Linguistic analysis of publicly available Twitter feeds have achieved success in differentiating individuals who self-disclose online as having schizophrenia from healthy controls. To date, limited efforts have included expert input to evaluate the authenticity of diagnostic self-disclosures.
This study aims to move from noisy self-reports of schizophrenia on social media to more accurate identification of diagnoses by exploring a human-machine partnered approach, wherein computational linguistic analysis of shared content is combined with clinical appraisals.
Twitter timeline data, extracted from 671 users with self-disclosed diagnoses of schizophrenia, was appraised for authenticity by expert clinicians. Data from disclosures deemed true were used to build a classifier aiming to distinguish users with schizophrenia from healthy controls. Results from the classifier were compared to expert appraisals on new, unseen Twitter users.
Significant linguistic differences were identified in the schizophrenia group including greater use of interpersonal pronouns (P<.001), decreased emphasis on friendship (P<.001), and greater emphasis on biological processes (P<.001). The resulting classifier distinguished users with disclosures of schizophrenia deemed genuine from control users with a mean accuracy of 88% using linguistic data alone. Compared to clinicians on new, unseen users, the classifier's precision, recall, and accuracy measures were 0.27, 0.77, and 0.59, respectively.
These data reinforce the need for ongoing collaborations integrating expertise from multiple fields to strengthen our ability to accurately identify and effectively engage individuals with mental illness online. These collaborations are crucial to overcome some of mental illnesses' biggest challenges by using digital technology.
对公开的推特动态进行语言分析,已成功区分出在网上自我披露患有精神分裂症的个体与健康对照者。迄今为止,仅有有限的研究纳入了专家意见来评估诊断性自我披露的真实性。
本研究旨在从社交媒体上嘈杂的精神分裂症自我报告转向更准确的诊断识别,通过探索人机合作方法,即将共享内容的计算语言分析与临床评估相结合。

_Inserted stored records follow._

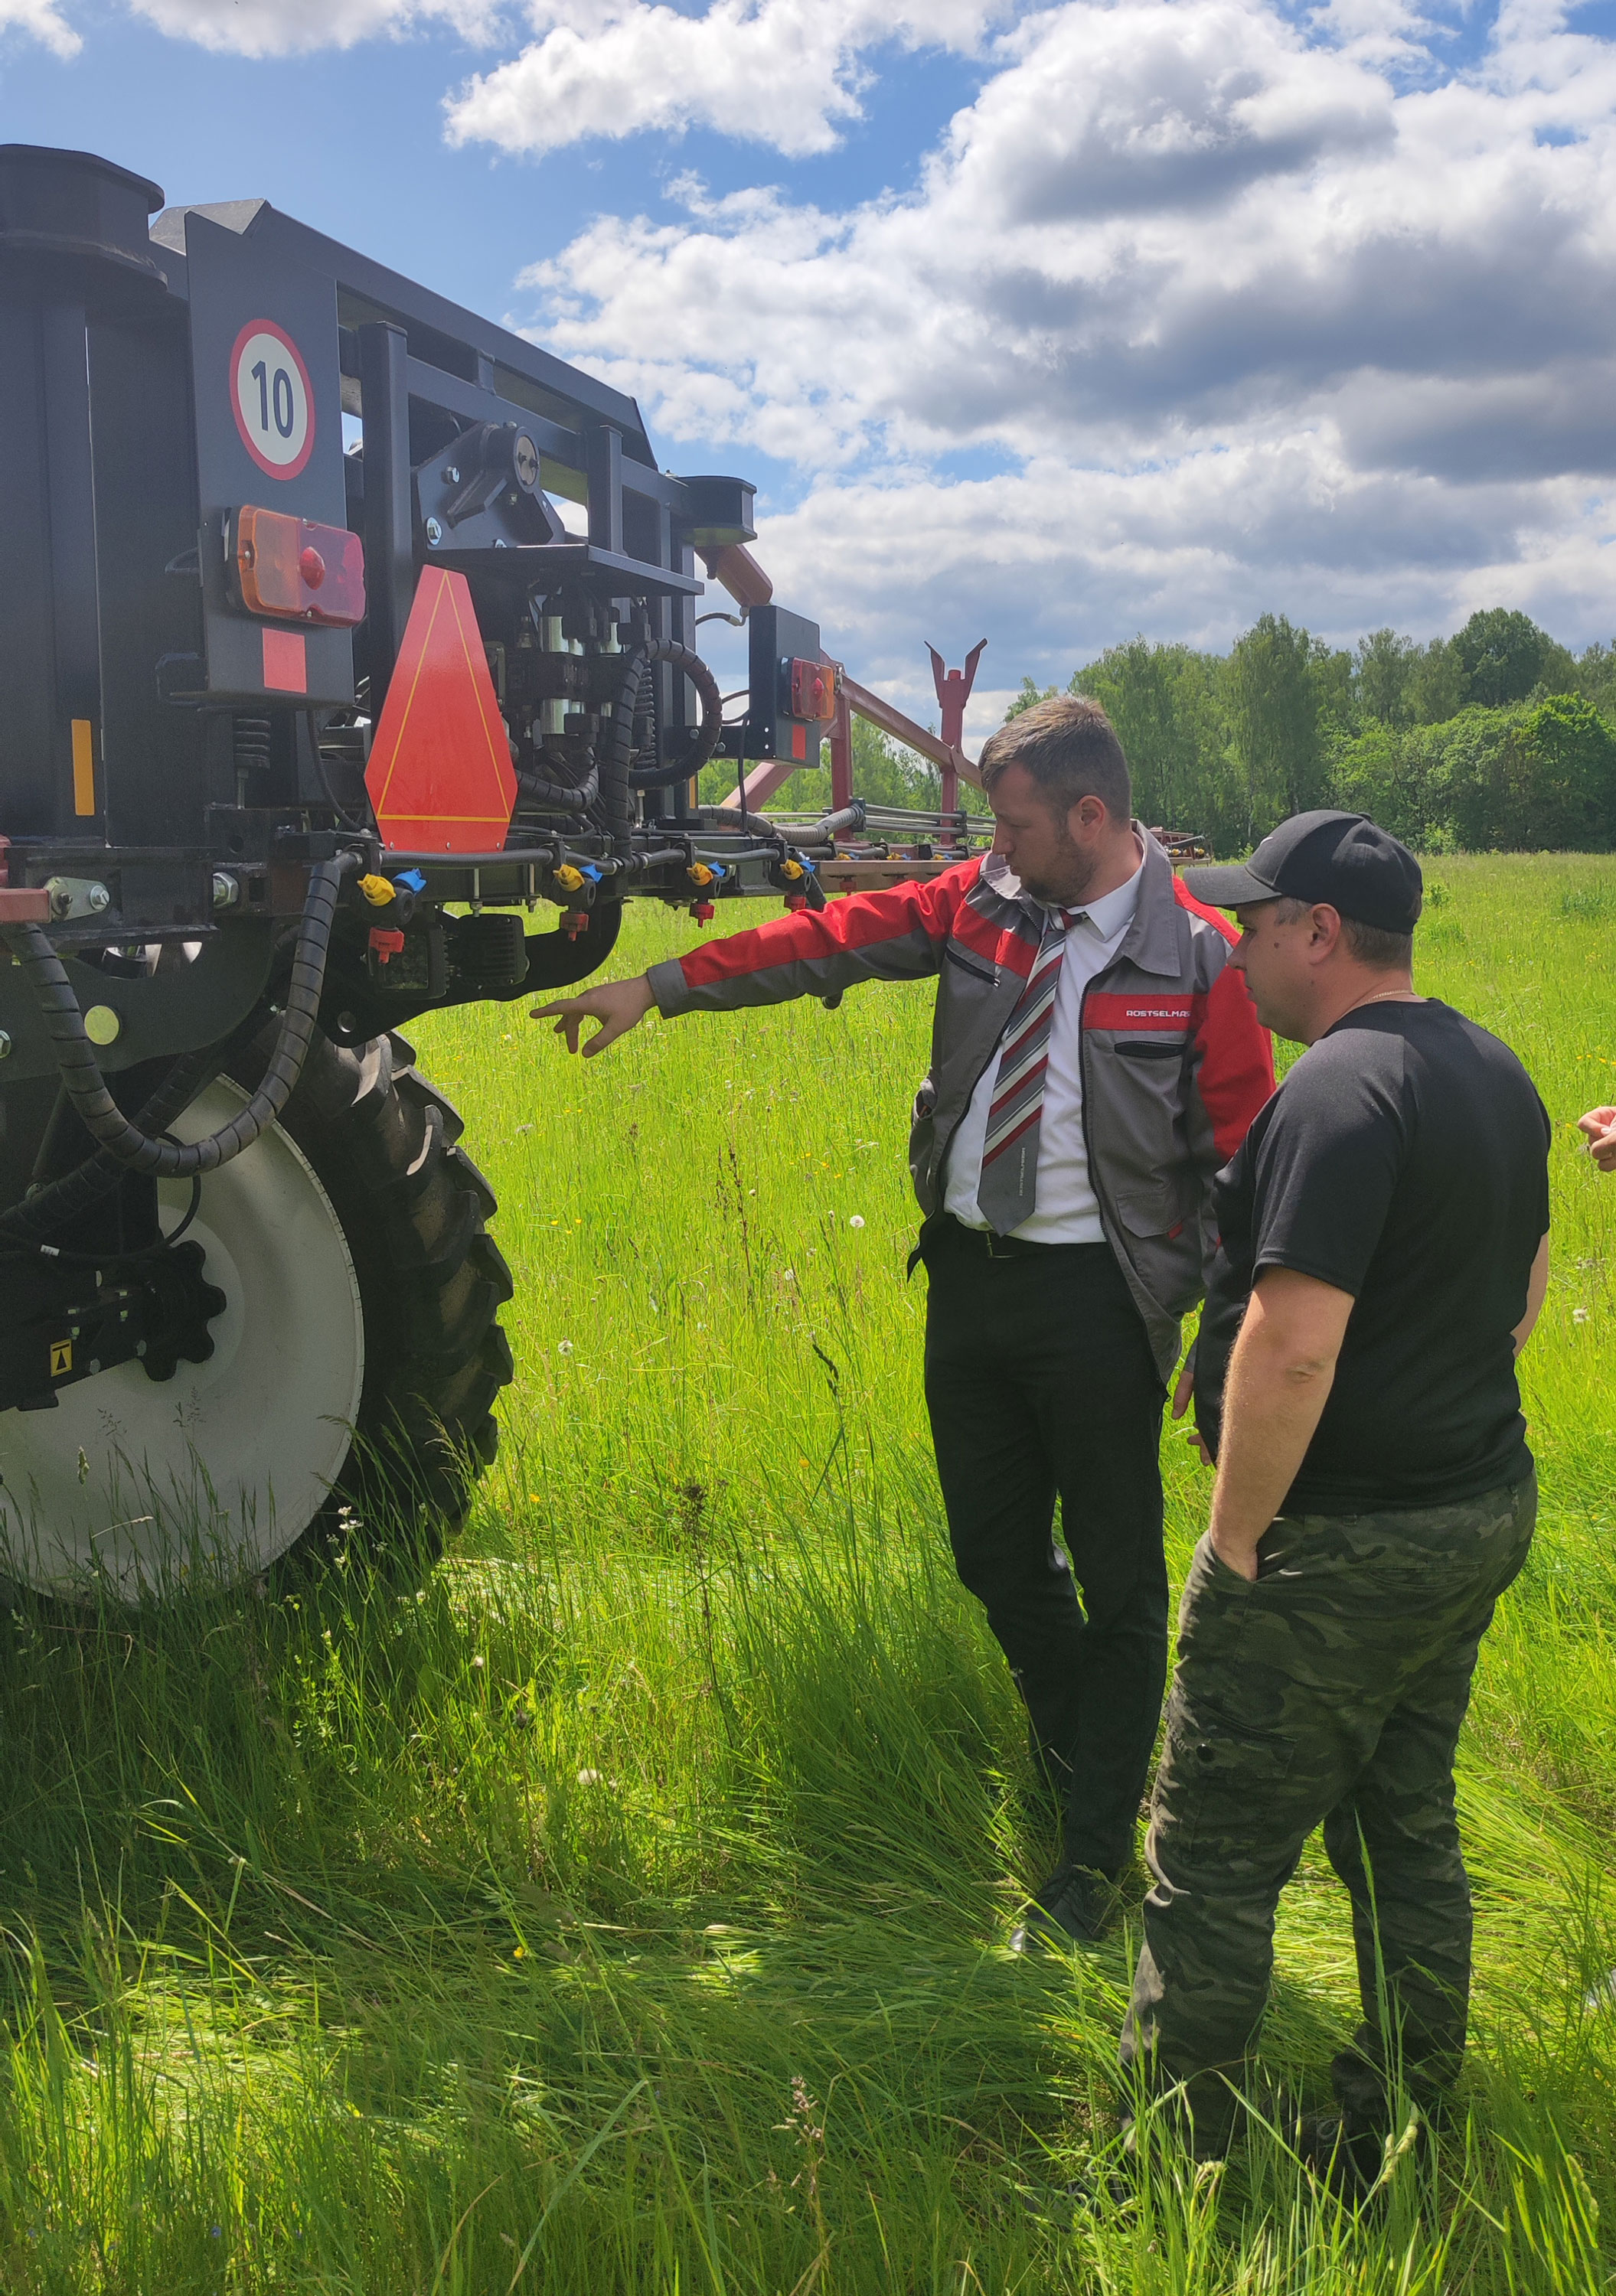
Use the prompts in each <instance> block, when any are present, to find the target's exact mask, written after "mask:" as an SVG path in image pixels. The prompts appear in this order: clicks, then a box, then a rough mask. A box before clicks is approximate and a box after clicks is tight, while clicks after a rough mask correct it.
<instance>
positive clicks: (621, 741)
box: [599, 645, 645, 859]
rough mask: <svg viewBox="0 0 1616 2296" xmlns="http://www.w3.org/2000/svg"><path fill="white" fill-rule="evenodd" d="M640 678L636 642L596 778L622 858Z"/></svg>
mask: <svg viewBox="0 0 1616 2296" xmlns="http://www.w3.org/2000/svg"><path fill="white" fill-rule="evenodd" d="M640 677H645V647H643V645H636V647H634V652H631V654H629V659H627V664H624V670H622V684H620V687H617V700H615V703H613V716H611V739H608V742H606V758H604V765H606V771H604V774H601V778H599V790H601V801H604V808H606V833H608V836H611V840H613V845H615V847H617V854H620V856H622V859H627V856H629V836H631V831H634V797H631V785H629V776H631V760H634V709H636V705H638V698H640Z"/></svg>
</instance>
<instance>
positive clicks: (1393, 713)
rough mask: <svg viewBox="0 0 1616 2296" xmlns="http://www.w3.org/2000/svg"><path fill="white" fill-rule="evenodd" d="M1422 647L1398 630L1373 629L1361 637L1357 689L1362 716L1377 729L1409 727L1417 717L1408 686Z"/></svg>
mask: <svg viewBox="0 0 1616 2296" xmlns="http://www.w3.org/2000/svg"><path fill="white" fill-rule="evenodd" d="M1416 661H1419V645H1416V643H1414V638H1405V636H1403V634H1400V631H1396V629H1370V634H1368V638H1359V654H1357V664H1354V677H1352V682H1354V689H1357V705H1359V712H1361V716H1366V719H1373V721H1375V723H1377V726H1407V723H1409V721H1412V716H1414V709H1412V700H1409V684H1412V677H1414V664H1416Z"/></svg>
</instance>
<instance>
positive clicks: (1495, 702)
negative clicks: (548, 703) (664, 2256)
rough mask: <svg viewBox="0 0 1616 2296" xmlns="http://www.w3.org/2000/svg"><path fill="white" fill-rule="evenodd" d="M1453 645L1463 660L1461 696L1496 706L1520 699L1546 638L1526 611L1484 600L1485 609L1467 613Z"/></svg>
mask: <svg viewBox="0 0 1616 2296" xmlns="http://www.w3.org/2000/svg"><path fill="white" fill-rule="evenodd" d="M1453 645H1455V647H1458V657H1460V664H1462V666H1465V680H1467V687H1465V691H1467V698H1469V700H1474V703H1481V705H1483V709H1499V707H1504V705H1506V703H1524V700H1526V696H1529V693H1531V689H1533V687H1536V684H1538V673H1540V670H1543V657H1545V650H1547V647H1549V645H1552V641H1549V638H1547V636H1545V631H1540V629H1538V625H1536V622H1533V620H1531V615H1526V613H1515V611H1513V608H1508V606H1490V608H1487V611H1485V613H1471V618H1469V622H1467V625H1465V629H1462V631H1460V634H1458V638H1455V641H1453Z"/></svg>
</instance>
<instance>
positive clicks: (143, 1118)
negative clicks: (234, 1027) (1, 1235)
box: [0, 1045, 218, 1240]
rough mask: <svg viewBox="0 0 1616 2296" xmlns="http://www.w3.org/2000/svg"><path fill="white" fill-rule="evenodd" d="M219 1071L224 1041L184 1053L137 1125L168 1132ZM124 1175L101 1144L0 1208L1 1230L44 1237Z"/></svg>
mask: <svg viewBox="0 0 1616 2296" xmlns="http://www.w3.org/2000/svg"><path fill="white" fill-rule="evenodd" d="M216 1070H218V1045H207V1047H204V1049H202V1052H188V1054H181V1056H179V1058H177V1061H174V1063H172V1068H170V1070H168V1075H165V1077H163V1081H161V1084H158V1088H156V1091H154V1093H152V1097H149V1100H147V1102H142V1107H140V1109H135V1125H138V1130H140V1132H168V1127H170V1125H172V1123H174V1118H177V1116H181V1114H184V1111H186V1109H188V1107H191V1102H193V1100H195V1097H197V1093H200V1091H202V1086H204V1084H209V1081H211V1079H213V1072H216ZM122 1176H124V1166H122V1164H119V1162H117V1157H115V1155H108V1150H106V1148H96V1153H94V1155H90V1157H85V1162H83V1164H76V1166H73V1169H71V1171H64V1173H62V1178H60V1180H48V1182H46V1185H44V1187H34V1189H30V1194H28V1196H25V1199H23V1201H21V1203H14V1205H9V1210H5V1212H0V1231H7V1233H16V1231H32V1233H34V1240H41V1238H44V1235H46V1233H50V1231H53V1228H60V1226H62V1224H64V1221H69V1219H78V1217H80V1215H83V1212H87V1210H90V1205H92V1203H99V1201H101V1196H106V1194H108V1189H112V1187H117V1182H119V1180H122Z"/></svg>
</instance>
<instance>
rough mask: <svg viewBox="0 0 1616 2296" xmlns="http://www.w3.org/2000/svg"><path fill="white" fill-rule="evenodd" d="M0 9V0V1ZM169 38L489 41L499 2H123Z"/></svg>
mask: <svg viewBox="0 0 1616 2296" xmlns="http://www.w3.org/2000/svg"><path fill="white" fill-rule="evenodd" d="M0 5H2V0H0ZM126 5H129V7H131V9H133V14H138V16H145V18H147V21H149V23H154V25H156V28H158V32H168V34H170V39H193V41H195V44H197V46H202V48H220V51H225V53H230V55H298V53H305V51H310V48H351V46H356V44H358V41H360V39H376V37H379V34H383V32H393V34H399V32H409V30H413V28H418V25H429V23H445V25H448V28H450V30H454V32H459V34H461V37H464V39H475V41H480V39H491V37H494V32H496V30H498V23H500V5H498V0H126Z"/></svg>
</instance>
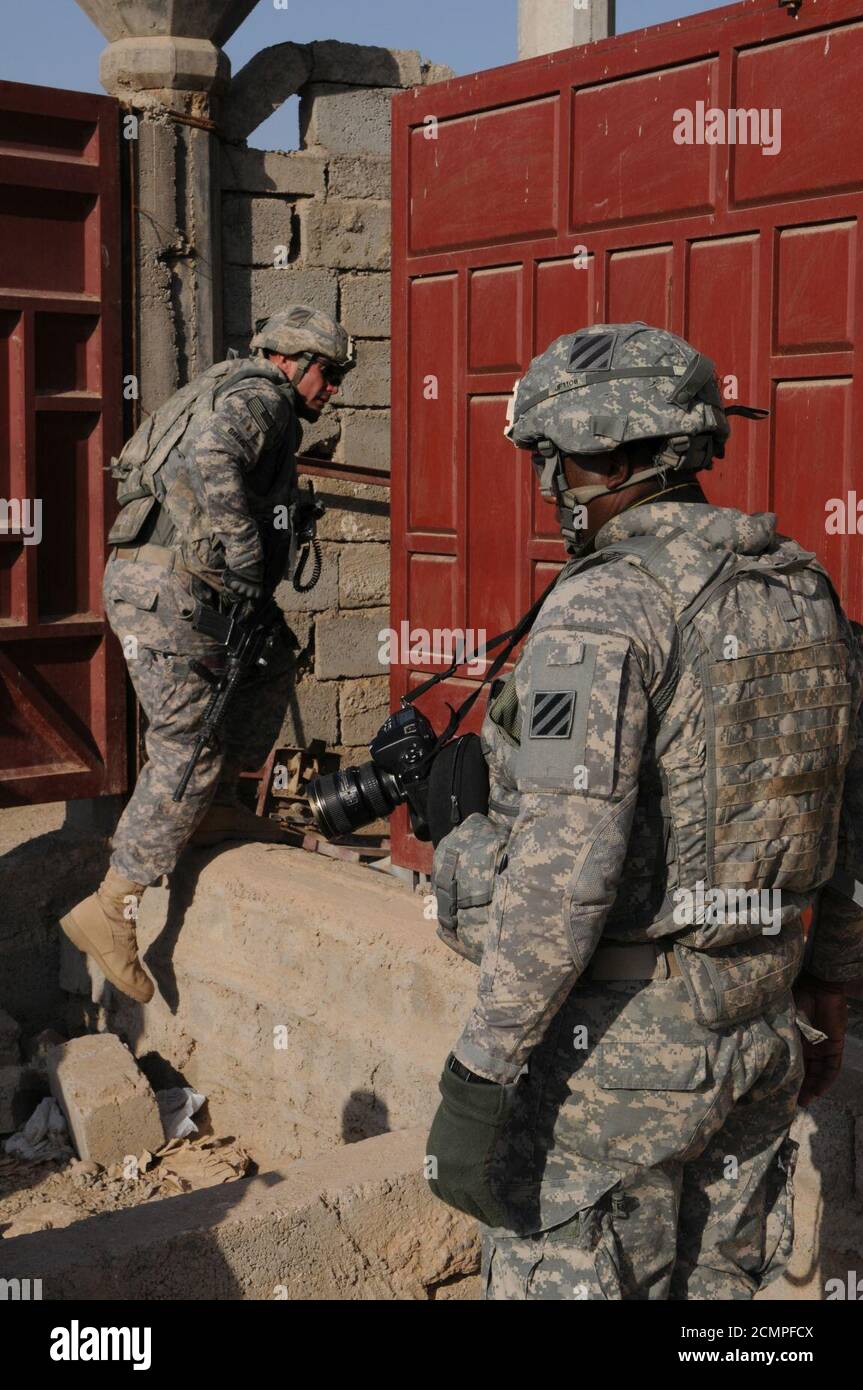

从671名自我披露患有精神分裂症的用户提取的推特动态数据,由临床专家评估其真实性。将被认为真实的披露数据用于构建一个分类器,旨在区分患有精神分裂症的用户与健康对照者。将分类器的结果与对新的、未见过的推特用户的专家评估进行比较。
在精神分裂症组中发现了显著的语言差异,包括人际代词使用更多(P<0.001)、对友谊的强调减少(P<0.001)以及对生物过程的强调增加(P<0.001)。由此产生的分类器仅使用语言数据就能以88%的平均准确率区分出被认为是真实披露精神分裂症的用户与对照用户。与临床医生对新的、未见过的用户的评估相比,分类器的精确率、召回率和准确率分别为0.27、0.77和0.59。
这些数据强化了持续开展跨领域合作以增强我们在网上准确识别和有效接触精神疾病患者能力的必要性。这些合作对于利用数字技术克服精神疾病的一些最大挑战至关重要。